2016年06月01日

 第161回 6月のメッセージ あなたという存在は神に起源がある。


1900年代前半に活躍したキリスト教指導者に賀川豊彦という人がいました。教会だけではなく社会事業にもずいぶん活躍したのです。消費者生活協同組合、略して「生協」、これも彼が始めた活動でした。その小説「死線を越えて」は新聞にも連載されベストセラーにもなったほどです。そんな賀川豊彦ですが、彼が中学生の時、母親に夫婦喧嘩の腹いせもあってかとんでもないことを言われてしまいます。「アンタは母さんの子じゃないよ。父さんが外で生ませた妾の子だよ(不快語だが当時の表現のまま敢えて表現した)」この言葉で彼は当時自殺を計ろうとさえするほどでした。「自分は愛されていない。自分はこの家に生まれてはいけない人間だったんだ」何がショックといって、自分の価値を見いだせず、生きる意味が分からなくなることほどショックはないでしょう。

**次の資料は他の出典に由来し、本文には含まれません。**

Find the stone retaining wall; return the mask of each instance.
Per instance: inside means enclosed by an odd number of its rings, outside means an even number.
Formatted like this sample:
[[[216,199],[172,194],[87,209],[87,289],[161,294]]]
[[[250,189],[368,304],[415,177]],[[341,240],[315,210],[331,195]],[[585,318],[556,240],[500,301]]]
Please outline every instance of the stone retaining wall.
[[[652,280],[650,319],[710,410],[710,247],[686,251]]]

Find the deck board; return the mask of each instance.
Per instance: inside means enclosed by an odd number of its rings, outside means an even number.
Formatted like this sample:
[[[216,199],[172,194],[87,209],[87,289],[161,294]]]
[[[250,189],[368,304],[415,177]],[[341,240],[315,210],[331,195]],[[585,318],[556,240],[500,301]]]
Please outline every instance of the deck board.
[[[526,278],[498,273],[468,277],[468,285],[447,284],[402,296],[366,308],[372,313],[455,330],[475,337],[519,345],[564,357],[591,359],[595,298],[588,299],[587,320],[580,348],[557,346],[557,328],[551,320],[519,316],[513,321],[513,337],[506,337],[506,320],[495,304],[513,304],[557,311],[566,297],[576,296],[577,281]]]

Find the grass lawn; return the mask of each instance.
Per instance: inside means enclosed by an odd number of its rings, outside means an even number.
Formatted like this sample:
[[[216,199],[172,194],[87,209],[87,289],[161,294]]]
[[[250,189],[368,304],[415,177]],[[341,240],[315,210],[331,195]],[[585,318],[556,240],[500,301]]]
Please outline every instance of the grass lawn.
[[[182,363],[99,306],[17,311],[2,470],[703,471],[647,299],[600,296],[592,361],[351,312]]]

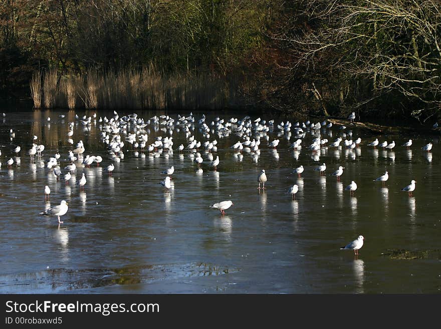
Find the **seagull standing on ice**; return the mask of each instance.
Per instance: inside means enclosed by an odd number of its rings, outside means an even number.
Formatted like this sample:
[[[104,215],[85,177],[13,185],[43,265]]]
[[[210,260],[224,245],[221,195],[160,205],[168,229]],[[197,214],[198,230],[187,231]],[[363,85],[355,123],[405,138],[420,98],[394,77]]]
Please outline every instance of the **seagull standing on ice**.
[[[343,170],[344,169],[344,167],[342,167],[340,166],[338,167],[338,169],[337,169],[335,171],[331,174],[332,176],[337,176],[337,181],[340,181],[340,176],[343,175]]]
[[[60,217],[67,212],[67,210],[69,209],[68,204],[66,201],[63,200],[59,205],[50,208],[48,210],[40,213],[40,214],[56,216],[58,217],[58,222],[60,224],[63,223],[63,222],[60,220]]]
[[[222,201],[218,203],[214,203],[212,206],[210,206],[210,208],[215,208],[220,210],[220,213],[222,216],[225,215],[225,210],[231,207],[233,204],[233,201],[231,200]]]
[[[109,176],[112,176],[112,172],[113,171],[113,170],[115,169],[115,166],[113,163],[111,163],[108,166],[107,166],[107,168],[106,168],[106,170],[109,173]]]
[[[421,150],[423,150],[424,151],[427,151],[429,152],[430,150],[432,149],[432,142],[429,142],[429,143],[424,145],[423,147],[421,148]]]
[[[408,149],[411,145],[412,140],[409,139],[408,141],[406,142],[405,143],[404,143],[404,144],[403,144],[403,146],[405,146]]]
[[[409,192],[409,196],[412,196],[412,192],[415,190],[415,183],[416,182],[413,179],[410,182],[410,185],[407,185],[405,187],[401,189],[401,191]]]
[[[267,181],[267,175],[265,174],[265,170],[262,169],[262,171],[261,172],[260,174],[259,175],[259,177],[257,178],[257,181],[259,182],[259,187],[257,188],[258,189],[260,189],[260,183],[263,183],[263,189],[265,189],[265,182]]]
[[[299,191],[299,186],[295,184],[292,186],[290,187],[290,189],[287,192],[287,193],[288,194],[291,194],[292,196],[293,200],[296,199],[296,193]]]
[[[387,172],[386,171],[384,174],[383,174],[381,176],[379,177],[376,179],[374,179],[374,181],[379,181],[382,182],[383,183],[383,187],[386,185],[386,181],[389,179],[389,174],[387,173]]]
[[[167,189],[167,192],[168,192],[169,190],[171,188],[171,183],[170,181],[170,176],[167,176],[165,177],[165,179],[164,180],[159,183],[159,184],[164,186],[165,188]]]
[[[344,247],[342,247],[340,248],[340,250],[343,250],[345,249],[352,249],[354,250],[354,254],[358,255],[358,249],[361,249],[361,247],[363,246],[363,243],[364,241],[364,237],[363,235],[359,235],[358,237],[354,241],[349,242]]]
[[[355,192],[355,190],[357,189],[357,184],[355,183],[355,182],[352,181],[351,182],[351,183],[346,186],[345,190],[349,191],[351,194],[351,195],[353,195]]]
[[[374,140],[373,142],[371,142],[371,143],[369,143],[367,145],[368,146],[373,146],[374,148],[375,148],[375,146],[376,146],[377,145],[378,145],[378,139],[375,138],[375,140]]]

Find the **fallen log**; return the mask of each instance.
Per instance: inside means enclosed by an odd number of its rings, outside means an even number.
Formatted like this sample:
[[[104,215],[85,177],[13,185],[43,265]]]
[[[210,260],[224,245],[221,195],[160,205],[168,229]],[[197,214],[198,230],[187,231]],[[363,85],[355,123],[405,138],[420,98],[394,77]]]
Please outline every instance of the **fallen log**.
[[[345,126],[348,128],[357,128],[359,129],[367,130],[371,133],[381,134],[399,134],[400,133],[424,133],[427,134],[439,134],[439,130],[429,129],[423,127],[402,127],[396,126],[382,126],[370,122],[360,122],[354,121],[351,122],[349,120],[342,119],[327,119],[326,120],[332,122],[332,124]]]

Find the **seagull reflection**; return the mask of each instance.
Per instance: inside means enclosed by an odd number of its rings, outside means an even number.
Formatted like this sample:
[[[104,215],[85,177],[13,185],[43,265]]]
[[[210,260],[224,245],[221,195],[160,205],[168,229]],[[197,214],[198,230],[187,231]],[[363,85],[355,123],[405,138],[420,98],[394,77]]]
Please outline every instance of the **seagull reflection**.
[[[387,154],[387,157],[389,158],[392,161],[395,161],[395,152],[393,151],[391,151]]]
[[[357,197],[355,196],[351,197],[350,199],[351,203],[351,210],[352,212],[352,217],[355,219],[357,217]]]
[[[213,220],[213,225],[214,227],[222,232],[223,236],[225,237],[227,241],[229,242],[231,241],[233,221],[229,216],[223,216],[220,218],[216,216]]]
[[[66,195],[71,196],[72,194],[72,189],[70,185],[66,186]]]
[[[29,170],[32,175],[32,180],[37,180],[37,164],[35,163],[31,163],[29,165]]]
[[[216,184],[216,189],[219,189],[219,172],[218,171],[212,171],[213,176],[214,178],[214,183]]]
[[[355,292],[357,293],[363,293],[364,289],[363,287],[364,283],[364,262],[361,259],[356,259],[352,263],[352,269],[354,270],[354,277],[355,282]]]
[[[297,180],[296,184],[299,187],[299,191],[303,190],[303,177],[297,177]]]
[[[86,192],[84,191],[80,191],[78,194],[78,197],[80,198],[80,201],[81,201],[81,210],[82,214],[85,215],[86,214],[86,201],[87,198]]]
[[[261,209],[264,212],[264,215],[267,214],[267,193],[265,193],[265,190],[259,190],[259,198],[260,199]],[[264,216],[264,217],[266,217]]]
[[[427,162],[429,163],[431,163],[432,162],[432,152],[426,152],[424,154],[424,156],[425,157],[425,159]]]
[[[294,150],[293,151],[293,157],[297,161],[299,160],[299,155],[300,154],[300,151],[297,150]]]
[[[318,153],[313,153],[311,154],[311,158],[313,161],[318,162],[320,161],[320,156]]]
[[[69,231],[68,227],[64,226],[61,228],[60,226],[55,230],[54,237],[57,243],[61,245],[63,249],[65,249],[69,244]]]
[[[166,213],[171,209],[171,193],[164,193],[164,205]]]
[[[412,222],[415,220],[415,198],[409,198],[409,215],[410,216],[410,220]]]
[[[389,210],[389,189],[387,187],[382,187],[380,191],[384,203],[384,211],[387,213]]]
[[[338,200],[338,206],[341,208],[343,206],[343,183],[337,182],[337,199]]]

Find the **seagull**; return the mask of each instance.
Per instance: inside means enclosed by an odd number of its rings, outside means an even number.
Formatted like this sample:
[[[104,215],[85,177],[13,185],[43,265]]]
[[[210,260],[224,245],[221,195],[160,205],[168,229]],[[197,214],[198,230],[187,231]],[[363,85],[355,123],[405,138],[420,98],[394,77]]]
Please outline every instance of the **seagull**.
[[[427,151],[427,152],[429,152],[430,150],[432,149],[432,142],[429,142],[429,143],[428,144],[426,144],[426,145],[424,145],[423,147],[421,147],[421,149],[423,150],[424,151]]]
[[[410,182],[410,185],[407,185],[405,187],[404,187],[401,189],[401,191],[404,191],[405,192],[409,192],[409,196],[412,196],[412,192],[415,190],[415,183],[416,182],[413,179]]]
[[[391,150],[394,147],[395,147],[395,142],[394,141],[392,141],[392,143],[391,143],[389,144],[388,144],[388,145],[386,147],[386,148],[389,149],[389,150]]]
[[[340,176],[343,175],[343,170],[344,169],[344,167],[342,167],[340,166],[338,167],[338,169],[337,169],[335,171],[332,173],[331,175],[332,176],[337,176],[337,181],[340,181]]]
[[[411,145],[412,145],[412,140],[409,139],[408,140],[408,141],[406,142],[405,143],[404,143],[404,144],[403,144],[403,146],[405,146],[406,148],[407,148],[408,149],[409,147],[410,147]]]
[[[51,194],[51,189],[48,185],[45,186],[45,201],[49,201],[49,194]]]
[[[263,187],[262,187],[262,188],[265,188],[265,182],[267,181],[267,175],[266,174],[265,174],[265,169],[262,169],[262,171],[261,172],[260,174],[257,178],[257,181],[259,182],[259,187],[257,188],[258,189],[260,189],[261,183],[263,183]]]
[[[164,186],[164,188],[166,188],[168,191],[168,190],[169,190],[171,188],[171,183],[170,182],[170,176],[167,176],[165,177],[165,179],[162,182],[160,182],[159,184]]]
[[[67,210],[69,209],[68,204],[66,201],[63,200],[59,205],[50,208],[48,210],[40,213],[40,214],[56,216],[58,217],[58,222],[60,224],[63,223],[63,222],[60,220],[60,217],[67,212]]]
[[[301,174],[305,169],[303,169],[303,166],[300,166],[300,167],[297,167],[296,169],[294,169],[294,171],[292,172],[293,174],[297,174],[297,177],[300,177]]]
[[[233,204],[233,201],[231,200],[222,201],[219,202],[218,203],[214,203],[212,206],[210,206],[210,208],[215,208],[216,209],[218,209],[220,210],[220,213],[222,214],[222,216],[225,215],[226,209],[228,209],[230,207],[231,207]]]
[[[384,185],[386,184],[386,181],[389,179],[389,174],[387,173],[387,172],[386,171],[384,174],[383,174],[381,176],[379,177],[376,179],[374,179],[374,181],[375,182],[376,181],[379,181],[382,182],[383,183],[383,187],[384,187]]]
[[[354,254],[358,255],[358,249],[361,249],[361,247],[363,246],[363,243],[364,241],[364,237],[363,235],[359,235],[358,237],[354,241],[349,242],[345,246],[342,247],[340,248],[340,250],[343,250],[345,249],[352,249],[354,250]]]
[[[290,187],[290,189],[288,190],[287,192],[287,194],[291,194],[293,197],[293,200],[296,199],[296,193],[299,191],[299,186],[295,184],[292,186]]]
[[[380,144],[379,145],[378,145],[378,146],[379,147],[382,147],[383,148],[384,148],[387,146],[387,142],[386,141],[384,141],[381,144]]]
[[[112,172],[113,171],[113,170],[115,169],[115,166],[113,163],[111,163],[108,166],[107,166],[107,168],[106,168],[106,170],[109,172],[109,176],[112,176]]]
[[[173,175],[173,173],[174,173],[174,167],[173,166],[172,166],[171,167],[169,168],[168,169],[167,169],[166,170],[164,170],[164,171],[163,171],[161,173],[161,174],[165,174],[165,175],[170,175],[170,179],[171,179],[171,176],[172,175]]]
[[[18,156],[19,153],[20,153],[20,151],[21,151],[21,150],[22,150],[22,148],[20,147],[20,146],[17,146],[15,149],[14,149],[14,153],[17,154],[17,156]]]
[[[355,182],[352,181],[351,182],[351,183],[346,186],[345,190],[349,191],[351,193],[351,195],[353,195],[354,193],[355,192],[355,190],[357,189],[357,184],[355,184]]]
[[[317,167],[316,168],[314,169],[314,170],[316,170],[317,171],[320,172],[320,176],[322,176],[323,175],[323,173],[324,173],[325,170],[326,170],[326,165],[324,163],[322,164],[321,165]]]
[[[367,144],[368,146],[373,146],[374,148],[375,148],[375,146],[378,145],[378,139],[375,138],[375,140],[373,142],[371,142]]]
[[[64,180],[66,181],[66,185],[67,185],[69,183],[69,180],[72,177],[72,175],[71,174],[70,171],[68,171],[67,173],[64,175]]]
[[[86,180],[86,175],[84,174],[84,173],[83,173],[83,176],[81,177],[81,179],[80,179],[80,181],[78,182],[78,184],[80,184],[80,190],[81,189],[81,187],[83,187],[83,189],[84,189],[84,185],[86,185],[86,183],[87,181]]]
[[[274,149],[275,150],[277,145],[279,145],[279,142],[280,142],[280,141],[279,140],[275,139],[274,141],[273,141],[272,142],[271,142],[270,143],[270,145],[268,145],[268,146],[269,146],[270,147],[274,147]]]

今、多くの若い人が、自分の育った環境や親を受け入れられず又生きる価値を見いだすことができないで悩んでいます。日本は残念ながら「自殺大国」です。しかも中学生や高校生の自殺が多いのです。彼らは死にたくて自殺するのではなく、生きたいのに生きる意味がわからないといって死んでいくのです。

これを聞いたり読んだりしてくださる人の中で、社会で無視されたり、虐待されたり、或いは何不自由なく暮らしていても、自分は何の価値もない、生きる意味が分からないと嘆いている人がいるでしょうか。そういう人がいたら、聖書のこの言葉を聞いて欲しいのです。

「私たちは神の作品であって、良い行いをするためにキリストイエスにあって造られたのです」(エペソ2章10節)

「わたしの目にはあなたは高価で尊い。わたしはあなたを愛している」(イザヤ43:4)


聖書によれば、あなたという存在は世界でたったひとりのかけがえのない存在として、愛に満ちた全能の神によって造られたのです。あなたという存在は神に起源があり、あなたの有るがままであなたは愛されているのです。しかも生きる目的があります。「良い行いをするために造られた」とあるようにあなたにしかできない良い行いをするためにあなたは地上に生まれてきたのです。

是非あなたを造られた神様を知っていただきたいと願っています。